Each trip is unique, but they follow a general structure allowing students to work in a variety of settings and communities within the country, gaining medical knowledge as well as providing healthcare and supplies to those who need it. Students provide assistance to physicians and other allied health professionals in both rural and urban clinics/hospitals to understand the dynamic of what medical care entails in a nation with a healthcare system different from the United States. Additionally, students develop and present health education programs to enhance the importance of preventative medicine in under-served communities.
Our Haiti Project:
Eight years ago, International Medical Outreach took a major step forward by establishing our Haiti project in Mare Brignol, Haiti. Since 2011, we have been maintaining an effort to support Mare Brignol in their medical and everyday needs, including sanitation, hygiene, and nutrition. We provide donated items such as vitamins, various medications, clothing, shoes, and hygiene supplies in order to help provide those in the community with access to otherwise unattainable resources. We also operate our clinic alongside Haitian physicians and allied health professionals in order to bring healthcare to those in the community while minimizing any negative impact on the local healthcare system.
Starting in 2013, IMO implemented a project to introduce the versatile Moringa Oleifera plant as a constant source of nutrition and potentially income for the community. Moringa can help reduce protein deficiency, lower cholesterol, improve the immune system, purify water, and much more. We have incorporated Moringa Oleifera to address the medical needs of the community, improve quality of life, and to ultimately help Mare-Brignol become a completely self-sustainable community.

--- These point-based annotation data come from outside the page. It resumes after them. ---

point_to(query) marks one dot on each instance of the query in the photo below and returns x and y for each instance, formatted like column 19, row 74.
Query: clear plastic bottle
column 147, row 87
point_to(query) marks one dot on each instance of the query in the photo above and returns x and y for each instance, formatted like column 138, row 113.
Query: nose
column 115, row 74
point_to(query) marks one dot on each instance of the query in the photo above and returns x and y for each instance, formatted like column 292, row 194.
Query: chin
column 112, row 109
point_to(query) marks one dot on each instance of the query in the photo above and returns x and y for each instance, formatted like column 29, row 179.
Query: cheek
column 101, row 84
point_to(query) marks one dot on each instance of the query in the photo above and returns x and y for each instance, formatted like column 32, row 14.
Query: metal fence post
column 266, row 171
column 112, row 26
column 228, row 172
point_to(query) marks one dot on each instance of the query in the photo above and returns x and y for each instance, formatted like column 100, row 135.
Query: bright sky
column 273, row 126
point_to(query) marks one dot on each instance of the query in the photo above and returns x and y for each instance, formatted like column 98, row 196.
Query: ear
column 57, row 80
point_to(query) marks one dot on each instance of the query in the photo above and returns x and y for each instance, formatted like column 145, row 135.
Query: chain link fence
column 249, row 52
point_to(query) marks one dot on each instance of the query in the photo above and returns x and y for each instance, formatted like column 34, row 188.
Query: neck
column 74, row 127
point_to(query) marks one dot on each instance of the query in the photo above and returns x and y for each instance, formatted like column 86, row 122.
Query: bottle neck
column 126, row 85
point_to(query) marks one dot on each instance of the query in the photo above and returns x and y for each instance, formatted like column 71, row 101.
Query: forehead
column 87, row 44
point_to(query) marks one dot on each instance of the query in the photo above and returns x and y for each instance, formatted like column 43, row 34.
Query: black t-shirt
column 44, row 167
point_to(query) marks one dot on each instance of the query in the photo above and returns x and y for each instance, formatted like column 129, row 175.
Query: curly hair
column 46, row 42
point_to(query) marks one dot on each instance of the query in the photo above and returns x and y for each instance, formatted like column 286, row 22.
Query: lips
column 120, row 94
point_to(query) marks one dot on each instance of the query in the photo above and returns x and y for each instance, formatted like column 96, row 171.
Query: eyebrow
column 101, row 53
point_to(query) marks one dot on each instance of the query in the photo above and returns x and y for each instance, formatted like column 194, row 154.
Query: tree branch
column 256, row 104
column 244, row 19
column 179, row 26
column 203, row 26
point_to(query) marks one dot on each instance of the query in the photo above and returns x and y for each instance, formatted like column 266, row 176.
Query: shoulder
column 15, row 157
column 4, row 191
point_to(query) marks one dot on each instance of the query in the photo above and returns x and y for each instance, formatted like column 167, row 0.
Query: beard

The Global Health Internship:
International Medical Outreach teams up with UCF’s Department of Anthropology to offer undergraduate anthropology students the exciting opportunity to participate in the Global Health Internship in Haiti every Fall and Spring semester. This internship allows students to experience firsthand medical outreach and to learn about the effects of socioeconomic disparities on health and healthcare provision in this global south country.
During the internship semester, the Global Health Intern enrolls in an anthropology course and completes readings/assignments with medical anthropology faculty at UCF. The internship culminates in the Intern accompanying and working alongside IMO members on one of our trips to Mare Brignol, Haiti while also employing ethnographic methods (interviews and participant observation) to independently collect information. The Global Health Intern uses this information to conduct an anthropological assessment of IMO’s work in Haiti so we can improve our trip every time we return.